Adams recommended that employers provide adequate paid leave; support for workers returning to work after an injury; good management of disabilities; opportunities for higher wages; greater autonomy, flexibility, and control over job tasks; improvements to the organization of work and the way jobs are structured; improvements to the physical work environment; and access to healthcare coverage. He noted that large employers have been more likely than small employers to adopt such strategies but suggested all sizes and types of businesses should adopt at least some of them.

NIOSH developed the TWH approach as an expansion of the traditional view of occupational safety and health as solely concerned with workplace injury and illness prevention. The institute funds six Centers of Excellence and supports an affiliate network to conduct research and identify promising practices related to a TWH approach.

One of NIOSH’s TWH Centers of Excellence, the Center for the Promotion of Health in the New England Workplace, developed the Health Improvement Through Training & Employee Control (HITEC) program in cooperation with the Connecticut Department of Corrections. The HITEC program provides peer health mentor­ing to new correctional officers to support healthier behavior and improved well-being. The HITEC includes health-related interventions designed by participating workers.
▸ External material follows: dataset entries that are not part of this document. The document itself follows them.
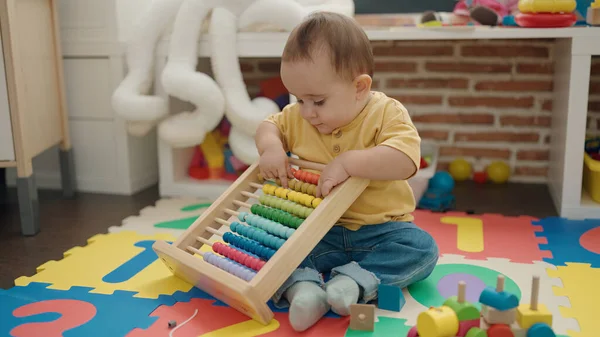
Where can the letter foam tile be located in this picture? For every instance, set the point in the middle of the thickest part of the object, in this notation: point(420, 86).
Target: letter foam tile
point(110, 262)
point(571, 240)
point(484, 236)
point(443, 283)
point(35, 310)
point(581, 287)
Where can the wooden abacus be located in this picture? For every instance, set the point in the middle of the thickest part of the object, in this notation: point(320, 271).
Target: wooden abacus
point(267, 239)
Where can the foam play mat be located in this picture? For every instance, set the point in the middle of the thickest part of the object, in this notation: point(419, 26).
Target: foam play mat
point(116, 286)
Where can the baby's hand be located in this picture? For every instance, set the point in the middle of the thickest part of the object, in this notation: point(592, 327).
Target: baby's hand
point(333, 175)
point(274, 164)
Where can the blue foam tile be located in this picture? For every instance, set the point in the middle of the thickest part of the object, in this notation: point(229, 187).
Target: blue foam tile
point(563, 236)
point(74, 312)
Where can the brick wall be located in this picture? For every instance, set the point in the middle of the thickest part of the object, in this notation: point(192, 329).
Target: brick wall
point(486, 99)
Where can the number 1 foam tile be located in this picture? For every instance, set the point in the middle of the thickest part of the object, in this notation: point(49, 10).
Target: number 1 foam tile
point(111, 262)
point(581, 287)
point(35, 310)
point(571, 240)
point(443, 283)
point(484, 236)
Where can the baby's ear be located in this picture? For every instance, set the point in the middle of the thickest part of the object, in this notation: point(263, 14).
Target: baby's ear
point(362, 84)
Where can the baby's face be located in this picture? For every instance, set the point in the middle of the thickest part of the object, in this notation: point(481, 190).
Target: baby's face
point(326, 101)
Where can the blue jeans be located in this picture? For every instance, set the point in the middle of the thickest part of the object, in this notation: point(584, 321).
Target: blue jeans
point(392, 253)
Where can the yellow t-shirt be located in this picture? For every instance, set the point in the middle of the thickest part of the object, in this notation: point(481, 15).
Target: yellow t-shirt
point(383, 121)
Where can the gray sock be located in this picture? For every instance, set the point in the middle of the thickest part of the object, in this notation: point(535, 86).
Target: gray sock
point(342, 292)
point(308, 303)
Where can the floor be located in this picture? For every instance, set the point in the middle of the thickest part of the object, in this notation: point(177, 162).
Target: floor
point(68, 223)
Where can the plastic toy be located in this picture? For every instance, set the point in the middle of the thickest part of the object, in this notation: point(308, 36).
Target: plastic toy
point(546, 13)
point(438, 196)
point(498, 172)
point(593, 14)
point(265, 241)
point(460, 169)
point(501, 315)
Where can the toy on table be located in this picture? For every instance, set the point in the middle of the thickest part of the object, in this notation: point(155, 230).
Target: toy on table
point(546, 14)
point(438, 196)
point(264, 241)
point(593, 14)
point(501, 315)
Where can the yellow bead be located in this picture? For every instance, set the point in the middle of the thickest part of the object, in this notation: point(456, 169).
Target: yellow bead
point(304, 188)
point(437, 322)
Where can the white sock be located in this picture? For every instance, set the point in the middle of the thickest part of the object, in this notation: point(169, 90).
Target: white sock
point(308, 303)
point(342, 292)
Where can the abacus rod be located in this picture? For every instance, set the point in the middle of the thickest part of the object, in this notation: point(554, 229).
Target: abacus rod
point(194, 250)
point(250, 195)
point(242, 204)
point(231, 212)
point(306, 163)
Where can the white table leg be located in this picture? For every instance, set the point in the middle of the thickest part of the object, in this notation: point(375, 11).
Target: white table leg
point(570, 101)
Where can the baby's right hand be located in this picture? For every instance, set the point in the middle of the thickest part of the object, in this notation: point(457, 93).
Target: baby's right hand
point(274, 164)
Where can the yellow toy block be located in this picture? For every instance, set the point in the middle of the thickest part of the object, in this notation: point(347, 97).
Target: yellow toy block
point(438, 322)
point(547, 6)
point(526, 317)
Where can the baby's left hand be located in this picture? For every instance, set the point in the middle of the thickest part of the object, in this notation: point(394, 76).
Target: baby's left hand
point(333, 175)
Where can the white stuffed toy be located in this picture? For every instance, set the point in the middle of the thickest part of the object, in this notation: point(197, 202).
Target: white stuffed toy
point(226, 94)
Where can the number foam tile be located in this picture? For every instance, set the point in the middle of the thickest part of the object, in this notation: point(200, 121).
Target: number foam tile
point(484, 236)
point(110, 262)
point(451, 268)
point(36, 310)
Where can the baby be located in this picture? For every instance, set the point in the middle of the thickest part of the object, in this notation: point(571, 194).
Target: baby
point(339, 121)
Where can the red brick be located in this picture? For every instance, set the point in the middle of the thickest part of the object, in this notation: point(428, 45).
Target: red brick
point(514, 85)
point(419, 99)
point(490, 101)
point(395, 66)
point(547, 105)
point(530, 171)
point(474, 152)
point(595, 87)
point(431, 83)
point(482, 50)
point(526, 120)
point(540, 155)
point(468, 67)
point(449, 118)
point(434, 134)
point(535, 68)
point(405, 50)
point(497, 136)
point(269, 66)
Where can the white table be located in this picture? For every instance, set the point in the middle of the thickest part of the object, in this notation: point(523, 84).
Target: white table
point(575, 47)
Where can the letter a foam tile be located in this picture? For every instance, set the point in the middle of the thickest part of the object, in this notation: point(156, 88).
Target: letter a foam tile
point(571, 240)
point(580, 285)
point(36, 310)
point(110, 262)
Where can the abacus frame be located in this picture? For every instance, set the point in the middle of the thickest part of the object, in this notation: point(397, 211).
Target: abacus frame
point(250, 298)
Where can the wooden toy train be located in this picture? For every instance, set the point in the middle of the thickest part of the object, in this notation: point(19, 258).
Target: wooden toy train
point(500, 316)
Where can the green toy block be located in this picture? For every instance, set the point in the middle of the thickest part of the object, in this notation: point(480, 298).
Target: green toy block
point(465, 310)
point(476, 332)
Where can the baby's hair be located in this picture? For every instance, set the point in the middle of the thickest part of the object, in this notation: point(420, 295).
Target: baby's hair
point(339, 35)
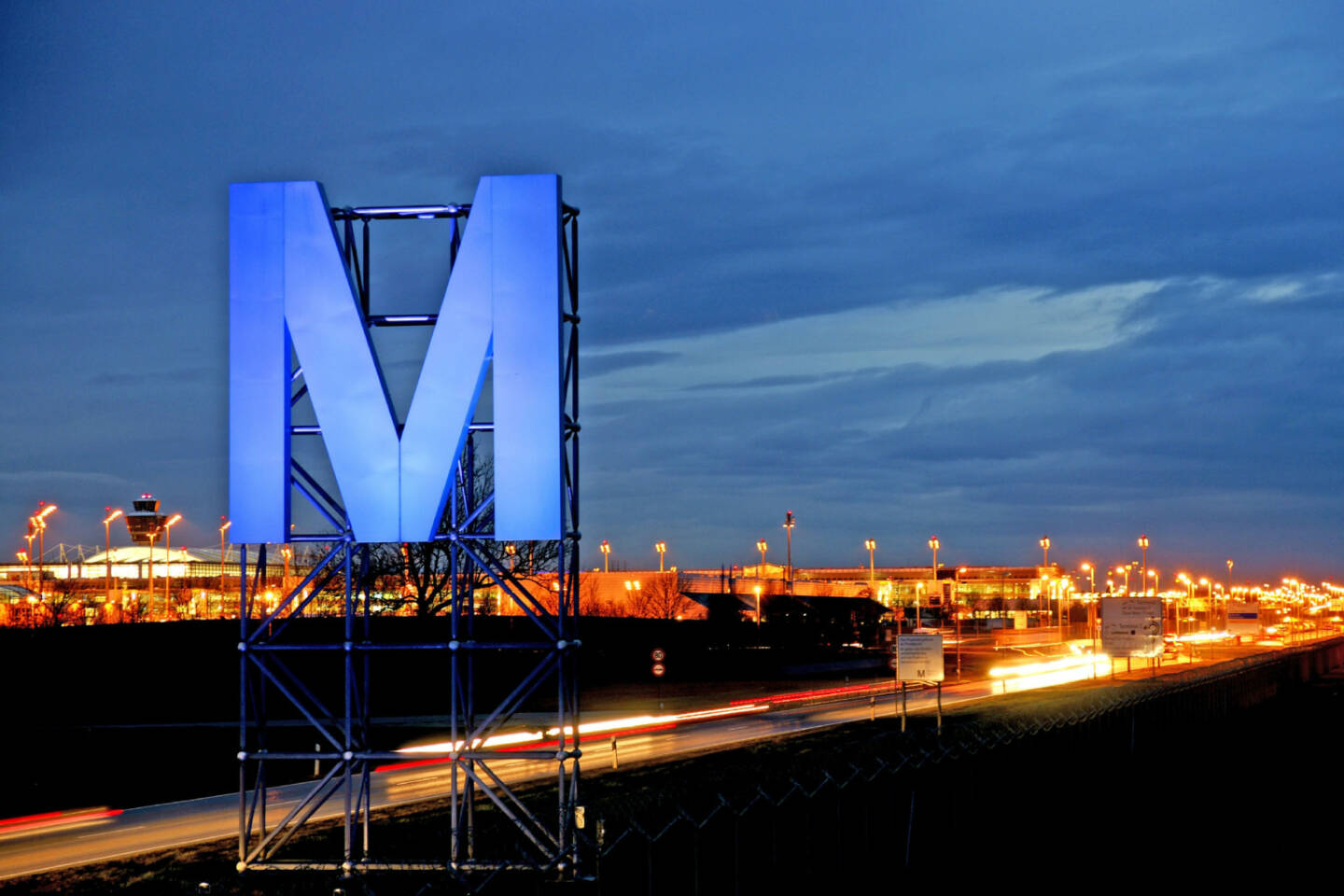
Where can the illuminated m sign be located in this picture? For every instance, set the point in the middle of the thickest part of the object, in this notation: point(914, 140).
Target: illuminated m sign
point(289, 292)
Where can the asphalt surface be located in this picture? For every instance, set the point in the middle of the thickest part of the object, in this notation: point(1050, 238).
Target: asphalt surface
point(46, 846)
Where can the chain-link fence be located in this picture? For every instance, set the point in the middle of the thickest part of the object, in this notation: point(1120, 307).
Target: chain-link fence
point(992, 789)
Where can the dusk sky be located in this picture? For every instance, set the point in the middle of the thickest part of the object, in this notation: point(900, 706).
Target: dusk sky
point(987, 271)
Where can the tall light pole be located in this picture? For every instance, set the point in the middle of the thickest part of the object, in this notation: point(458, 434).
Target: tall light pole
point(223, 526)
point(933, 546)
point(46, 510)
point(168, 525)
point(106, 534)
point(151, 605)
point(287, 553)
point(27, 555)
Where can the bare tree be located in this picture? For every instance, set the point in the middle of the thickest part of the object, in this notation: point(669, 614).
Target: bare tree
point(420, 574)
point(663, 596)
point(61, 608)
Adams pointed out that the HITEC’s health-improvement initiatives designed by employees had higher participation rates and better health outcomes than initiatives designed by employers. Interventions in the HITEC program saw greater improvements in participants’ fat-free muscle mass, diastolic hypertension, and workplace burnout than the conventional instruction for new correctional officers.

“Employers and companies need to ensure that workplace programs that address well-being are implemented more broadly, meet employee needs, and produce tangible health and business outcomes,” Adams wrote in his article.